Mumbai/ Bangalore/ New Delhi, April 1 It’s official. The Indian IT sector, the pride of Indian exports, is generating fewer dollars, predominantly due to the global credit crunch and the cross currency movements.
Software receipts – as articulated in the latest Balance of Payments data compiled by the Reserve Bank of India – registered a decline of around 10 per cent in the quarter ended December 31, 2008 to $10.16 billion from $11.29 billion reported in the previous sequential quarter. However, on a year-on-year basis, it increased by 16 per cent from $8.75 billion.
Not just pricing pressure
A look at the third-quarter numbers of major IT companies indicates that most of them have recorded muted growth.
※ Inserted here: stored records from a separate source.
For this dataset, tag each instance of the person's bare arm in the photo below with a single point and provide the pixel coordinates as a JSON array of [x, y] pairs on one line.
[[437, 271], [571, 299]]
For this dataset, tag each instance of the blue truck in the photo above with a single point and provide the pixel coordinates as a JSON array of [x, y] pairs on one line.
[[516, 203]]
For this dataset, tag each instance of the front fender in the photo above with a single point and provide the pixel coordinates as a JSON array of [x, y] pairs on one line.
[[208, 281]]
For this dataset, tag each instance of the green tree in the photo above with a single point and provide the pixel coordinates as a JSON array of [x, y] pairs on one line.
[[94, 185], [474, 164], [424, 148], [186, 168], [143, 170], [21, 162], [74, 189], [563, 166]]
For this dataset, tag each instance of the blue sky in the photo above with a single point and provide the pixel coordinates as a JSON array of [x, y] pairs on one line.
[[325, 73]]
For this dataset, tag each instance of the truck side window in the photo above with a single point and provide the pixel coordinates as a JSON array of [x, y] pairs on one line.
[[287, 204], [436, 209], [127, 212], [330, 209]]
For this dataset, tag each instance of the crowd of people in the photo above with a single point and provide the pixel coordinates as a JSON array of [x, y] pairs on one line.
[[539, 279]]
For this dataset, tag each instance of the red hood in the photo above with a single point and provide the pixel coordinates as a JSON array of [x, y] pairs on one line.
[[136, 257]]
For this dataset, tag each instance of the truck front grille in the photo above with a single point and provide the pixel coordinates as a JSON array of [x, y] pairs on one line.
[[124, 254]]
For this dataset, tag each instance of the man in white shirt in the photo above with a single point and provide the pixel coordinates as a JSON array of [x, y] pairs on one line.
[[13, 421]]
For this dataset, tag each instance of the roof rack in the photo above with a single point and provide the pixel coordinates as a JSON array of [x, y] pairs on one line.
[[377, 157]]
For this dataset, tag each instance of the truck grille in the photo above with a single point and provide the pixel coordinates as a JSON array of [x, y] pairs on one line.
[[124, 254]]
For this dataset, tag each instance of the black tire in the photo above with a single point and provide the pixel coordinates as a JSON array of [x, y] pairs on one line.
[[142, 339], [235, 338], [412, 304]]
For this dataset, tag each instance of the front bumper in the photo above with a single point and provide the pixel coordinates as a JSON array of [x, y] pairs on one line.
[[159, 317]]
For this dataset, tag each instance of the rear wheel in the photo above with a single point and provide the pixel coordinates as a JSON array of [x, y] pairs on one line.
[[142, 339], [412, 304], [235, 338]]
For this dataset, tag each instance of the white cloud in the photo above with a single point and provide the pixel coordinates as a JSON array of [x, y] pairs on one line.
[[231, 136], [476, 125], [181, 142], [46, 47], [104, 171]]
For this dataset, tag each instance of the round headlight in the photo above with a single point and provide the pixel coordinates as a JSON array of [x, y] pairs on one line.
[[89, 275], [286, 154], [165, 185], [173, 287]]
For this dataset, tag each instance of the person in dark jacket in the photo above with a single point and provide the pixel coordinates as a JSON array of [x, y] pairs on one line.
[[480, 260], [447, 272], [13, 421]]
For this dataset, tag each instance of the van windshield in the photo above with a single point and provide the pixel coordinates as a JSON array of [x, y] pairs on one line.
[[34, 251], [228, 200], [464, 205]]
The sequential decline is a function of price de-growth and volume de-growth, according to the CFO of a Bangalore-based IT services firm, who did not wish to be quoted, as the firm is in a silent period before the quarterly results. The official also added that a longer credit period has led to relatively lower collection in the third quarter.
However, the Chief Financial officer of one of India’s top five software companies is of the view that one cannot attribute the falling export revenues to pricing pressure alone. “In the December quarter, there was not much of pricing pressure. Most of it happened from January,” he said.
There are others who blame it on the cross currency environment; while the dollar strengthened against the rupee in the third quarter, it weakened against other major currencies such as euro, pound sterling and Australian dollar.
Said Mr Som Mittal, President of Nasscom: “While there is an economic impact, the dip (in receipts) is also due to cross currency movement. If you see the results of companies in dollar terms, some large companies showed a sequential dip in revenue. Since we measure in dollars there is an impact due to cross currency.”
Dollar conversion
The RBI converts rupee-term revenue into dollar-term revenue and then publishes the Balance of Payment report. In the quarter ended September, the rupee stood at 43.7 to a dollar, while it stood at about 48.8 in the quarter ended December, an analyst from a Mumbai-based firm said.
Now, when the central bank converts rupee-term revenue to dollar-term revenue to publish the report, it has to divide the rupee-term revenue by the exchange rate to get the dollar-term revenue. If the exchange rate (the denominator) is higher, the dollar-term revenue will be less, the analyst said.
This could also be one of the reasons why the dollar-term revenue in the RBI Balance of Payment report has shown a sequential decline. (The exchange rate in the December quarter was higher as mentioned earlier).
While top tier firms have been impacted due to the economic recession, the ones facing the maximum brunt are the small and mid-size IT vendors, said Mr Diptarup Chakraborti, principal research analyst with research firm Gartner Inc.
As SMEs and mid-size companies have been badly hit, it tells on the industry growth rate as a whole.
“Small companies serve small or mid-size clients, who are the first ones to cut costs in a negative environment. Moreover, smaller IT firms have less negotiating power when it comes to reprising of contracts with customers,” he said.